Так вот и вековал свой век Дзидорюс-пахарь, живя для людей и среди людей. Для себя же лично он жил совсем другой жизнью, причем опять-таки двойственной.
Получив свободу, дядя Шюкштасов тоже кое-что выиграл: у него уже было если и не свое, то во всяком случае предназначенное для его кровати место, а именно: закуток, называемый «дядиной клетушкой». Он получился после того, как две клети о четырех стенах построили рядом, но раздельно. Оставалось заделать промежуток между ними двумя стенками — и третья клеть готова. Одна предназначалась для одежды и женщин, вторая — для зерна и батраков, в третью снесли упряжь, сыромять, железины. Тут-то уж один простенок по праву принадлежал дяде, и никто больше не мог поставить туда свою кровать или валяться на дядиной. У семейства хватало деликатности не бухаться на его постель даже тогда, когда дядя не приходил ночевать; все лето напролет он выгонял своих волов в ночное, чтобы пораньше их запрячь.

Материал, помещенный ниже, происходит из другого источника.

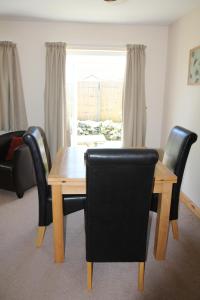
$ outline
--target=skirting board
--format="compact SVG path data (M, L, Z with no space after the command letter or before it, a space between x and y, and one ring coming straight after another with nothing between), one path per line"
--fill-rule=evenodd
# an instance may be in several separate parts
M200 207L198 207L188 196L186 196L183 192L180 195L181 202L185 204L187 208L189 208L193 214L195 214L198 218L200 218Z

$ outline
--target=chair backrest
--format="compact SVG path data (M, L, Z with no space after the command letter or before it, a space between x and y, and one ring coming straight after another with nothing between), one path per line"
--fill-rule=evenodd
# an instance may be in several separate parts
M48 145L44 131L40 127L30 127L24 134L24 142L28 145L35 169L38 196L39 196L39 225L48 225L52 216L49 216L47 200L50 189L47 183L47 176L50 171L51 160L48 159Z
M197 135L180 126L172 128L165 147L163 163L177 176L173 185L170 220L178 219L180 187L190 148L197 140Z
M89 149L85 158L87 261L145 261L157 151Z

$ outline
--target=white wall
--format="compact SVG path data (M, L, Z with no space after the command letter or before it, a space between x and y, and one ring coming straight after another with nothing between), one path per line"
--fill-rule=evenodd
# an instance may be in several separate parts
M187 85L189 50L200 45L199 28L200 9L169 28L162 144L174 125L198 134L199 139L189 154L182 190L200 206L200 86Z
M0 40L18 45L29 124L44 124L43 95L46 41L73 45L117 46L127 43L147 45L146 98L147 145L160 146L167 27L62 22L0 22ZM156 117L155 117L156 116Z

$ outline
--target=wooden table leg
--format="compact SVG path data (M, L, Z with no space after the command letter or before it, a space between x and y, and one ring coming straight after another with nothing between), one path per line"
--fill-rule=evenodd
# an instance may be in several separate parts
M171 206L172 183L163 183L162 194L159 194L154 256L164 260L169 233L169 213Z
M52 185L54 259L64 261L63 198L61 185Z

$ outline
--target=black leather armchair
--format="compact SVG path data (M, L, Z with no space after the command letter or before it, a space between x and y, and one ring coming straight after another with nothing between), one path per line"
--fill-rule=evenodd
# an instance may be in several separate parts
M178 239L179 237L177 219L183 173L190 148L196 140L196 133L183 127L175 126L170 132L164 151L163 163L177 176L177 183L174 183L172 188L170 209L170 223L174 239ZM158 197L158 194L153 194L152 196L151 210L155 212L157 212L158 208Z
M45 133L40 127L30 127L24 134L24 142L28 145L36 174L39 198L39 221L36 246L40 247L46 226L52 223L52 195L47 183L51 169L51 157ZM67 215L84 208L85 195L64 195L63 214Z
M25 131L13 131L0 135L0 188L16 192L22 198L24 192L35 185L35 172L29 148L24 144L14 151L12 160L6 155L13 136Z
M88 288L93 262L139 262L143 290L148 221L158 153L148 149L89 149L85 155Z

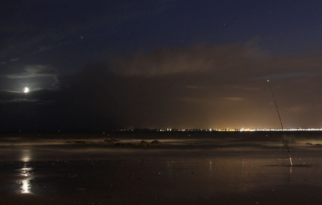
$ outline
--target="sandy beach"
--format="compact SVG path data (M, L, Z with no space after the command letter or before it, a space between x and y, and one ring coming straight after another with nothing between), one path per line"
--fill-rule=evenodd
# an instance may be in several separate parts
M25 135L16 135L18 140L3 134L0 201L17 204L320 204L322 146L304 142L317 143L320 134L288 135L292 166L277 133L268 136L260 132L252 136L197 132L108 136L125 142L142 139L150 144L153 139L163 143L146 147L63 142L68 141L66 136L71 140L95 141L100 139L99 134L89 137L87 134L81 137L69 134L56 136L54 140L53 134L41 137L33 134L30 134L33 138L29 136L25 140L22 139Z

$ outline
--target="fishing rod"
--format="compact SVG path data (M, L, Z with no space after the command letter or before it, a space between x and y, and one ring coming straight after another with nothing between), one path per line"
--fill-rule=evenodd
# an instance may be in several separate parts
M282 130L283 130L283 134L285 139L285 143L284 143L284 146L287 147L287 151L289 152L289 161L291 162L291 166L292 166L292 157L291 157L291 154L289 153L289 146L287 145L287 140L286 139L286 136L285 135L285 132L284 132L284 128L283 126L283 124L282 124L282 120L281 120L281 116L279 115L279 108L277 108L277 104L276 104L276 101L275 100L275 97L274 97L274 94L273 93L273 90L270 87L270 80L267 80L267 83L268 85L270 86L270 91L272 92L272 95L273 96L273 99L274 99L274 102L275 103L275 106L276 107L276 110L277 110L277 114L279 115L279 122L281 123L281 126L282 126Z

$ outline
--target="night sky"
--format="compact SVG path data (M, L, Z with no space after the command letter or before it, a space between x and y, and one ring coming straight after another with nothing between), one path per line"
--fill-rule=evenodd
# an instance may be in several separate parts
M268 79L322 127L320 0L5 1L0 32L0 131L280 128Z

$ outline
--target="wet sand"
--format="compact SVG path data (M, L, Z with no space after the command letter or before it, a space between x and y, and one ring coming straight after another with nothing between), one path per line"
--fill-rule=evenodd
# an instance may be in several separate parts
M232 146L174 137L143 148L3 145L0 203L320 204L322 148L289 144L291 167L279 137L263 146L240 136Z

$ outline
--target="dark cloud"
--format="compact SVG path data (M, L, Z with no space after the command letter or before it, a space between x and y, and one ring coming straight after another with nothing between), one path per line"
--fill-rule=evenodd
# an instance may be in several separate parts
M320 126L322 120L310 119L322 111L316 94L321 85L317 83L320 55L278 57L254 48L246 43L161 48L88 64L68 76L33 67L11 77L55 76L59 89L24 97L3 93L9 97L1 106L23 103L41 113L36 118L43 117L49 127L62 130L279 127L270 90L266 79L260 78L280 76L271 83L285 127ZM304 65L305 73L300 71ZM305 93L298 91L303 89ZM10 118L6 112L3 116Z
M17 73L8 74L5 77L9 78L26 78L39 77L52 77L57 78L56 71L48 65L33 65L26 66L24 69L24 72Z

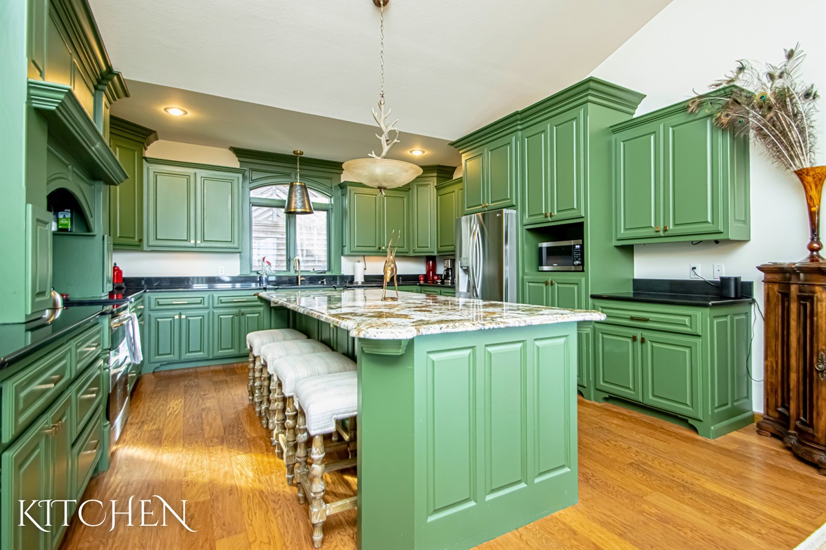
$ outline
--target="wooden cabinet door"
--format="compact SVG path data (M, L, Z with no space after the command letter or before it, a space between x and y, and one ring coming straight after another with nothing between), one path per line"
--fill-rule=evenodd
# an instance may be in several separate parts
M582 125L585 110L576 109L552 118L548 172L550 220L574 219L585 216L582 170Z
M26 205L26 313L51 306L52 215L48 210Z
M662 234L660 126L647 125L614 136L615 235L617 240Z
M413 181L411 184L413 254L436 253L436 188L433 181Z
M150 363L166 363L181 359L181 342L178 334L180 313L178 312L149 314Z
M195 247L195 172L150 167L147 245Z
M140 250L144 243L144 144L112 136L112 148L126 179L109 187L109 231L116 248Z
M487 206L486 210L510 208L516 204L516 135L487 145Z
M0 548L4 550L51 548L50 533L37 529L27 518L21 521L24 518L17 517L20 501L23 501L26 505L24 510L27 510L34 521L40 525L46 524L46 508L36 504L29 508L28 505L32 501L53 498L51 425L48 420L48 417L43 416L35 422L2 454L0 465L0 483L2 484L2 491L0 492L0 509L2 510ZM60 519L62 522L63 518Z
M212 356L233 357L240 353L240 312L237 309L213 310ZM244 332L246 336L246 332Z
M181 360L209 359L209 311L181 313Z
M522 221L539 223L548 221L551 211L551 185L548 157L549 154L548 121L522 130Z
M534 306L549 305L549 287L548 277L522 277L522 303Z
M381 250L382 219L377 189L355 187L348 191L349 251L363 254ZM386 244L386 243L385 243Z
M240 250L240 176L198 175L198 247Z
M700 338L643 331L643 402L700 418Z
M719 141L710 117L681 114L663 121L664 235L723 232Z
M436 191L436 252L456 251L456 218L462 209L461 186L450 186Z
M464 214L481 212L487 198L487 160L485 148L480 147L462 155L464 174Z
M616 396L642 401L639 331L597 323L594 386Z
M393 247L398 246L396 252L399 256L410 254L411 251L411 215L407 206L407 190L401 190L388 189L384 192L384 205L382 207L383 218L384 240L382 242L382 250L385 251L392 235ZM395 233L394 233L395 232Z

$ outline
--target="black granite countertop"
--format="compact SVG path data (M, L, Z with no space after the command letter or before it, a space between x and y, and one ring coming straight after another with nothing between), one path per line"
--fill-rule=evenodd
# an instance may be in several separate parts
M111 314L112 306L72 305L64 308L51 322L42 320L0 325L0 370L56 342L86 326L101 315Z
M634 279L631 292L594 294L591 297L595 300L620 300L710 308L749 303L752 301L754 283L752 281L743 281L739 298L726 298L719 295L719 289L715 288L714 281Z

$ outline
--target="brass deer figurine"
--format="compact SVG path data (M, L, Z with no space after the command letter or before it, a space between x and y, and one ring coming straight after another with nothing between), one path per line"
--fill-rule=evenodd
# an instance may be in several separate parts
M396 267L396 251L399 246L396 244L396 248L393 248L393 236L395 234L395 231L390 234L390 242L387 243L387 257L384 261L384 269L382 270L384 273L384 284L382 287L382 299L385 301L399 299L399 283L396 278L398 270ZM393 285L396 287L396 298L387 298L387 283L390 282L391 279L393 280Z

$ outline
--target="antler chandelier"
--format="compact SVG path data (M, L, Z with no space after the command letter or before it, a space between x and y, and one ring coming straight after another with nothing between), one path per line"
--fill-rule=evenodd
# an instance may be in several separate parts
M409 183L413 178L421 174L421 168L411 162L385 158L387 152L396 143L399 143L399 130L396 128L398 119L388 124L390 109L385 110L384 104L384 7L390 0L372 0L373 3L381 10L381 82L382 87L378 94L378 112L373 109L373 118L378 125L382 134L376 134L382 142L382 154L377 155L375 151L370 153L368 158L356 158L347 161L344 168L356 181L370 187L376 187L382 193L385 189L401 187ZM391 137L391 133L396 134Z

Итак, в дядиной клетушке между стен, или, если быть точным, в дядюшкином простенке, стояла кровать, простыню на которой меняли когда-никогда, а пододеяльники, правда, почаще. Напротив дверей — столик, на нем молитвенники и две-три старые потрепанные книжонки религиозного содержания да пара восковых свечей. На стене висела снятая с прогнившего креста величайшая дядина святыня — огромное распятие, по обе стороны которого находились священные предметы, пожалуй, ничуть не меньшего достоинства: сработанная им в молодости скрипочка с оборванными струнами и когда-то зеленый-презеленый, а нынче уже выцветший, хотя и совсем целый, без спущенных петель шарфик. Он сильно вытянулся от употребления и не был уже таким пушистым, теплым и приятным на ощупь, как прежде; теперь он больше смахивал на кушак, чем на шарфик, которым обматывают шею, и все-таки алые и желтые цветочки, похожие на те, что росли когда-то в низинном лесу, были видны еще отчетливо.
Обе вещи напоминали ему о единственно счастливых днях его жизни, особенно ясно он представлял себе свадьбу Северюте. Единственным предметом, которым он не пользовался и к которому ни разу не прикоснулся, была скрипка. Как лопнули струны во время его последней игры, как обвисли в тот раз, так никто больше их и не связал… За три десятка лет никто не услышал задорного пиликанья: «Коль охота мне работать — я тружусь, — тили-тили…», хотя поначалу молодежь, соскучившаяся без музыки, уж так его упрашивала… Вторую вещицу, шарфик, он повязывал — будь то зимой или летом — только по праздникам, да и то лишь по большим или когда ходил причащаться.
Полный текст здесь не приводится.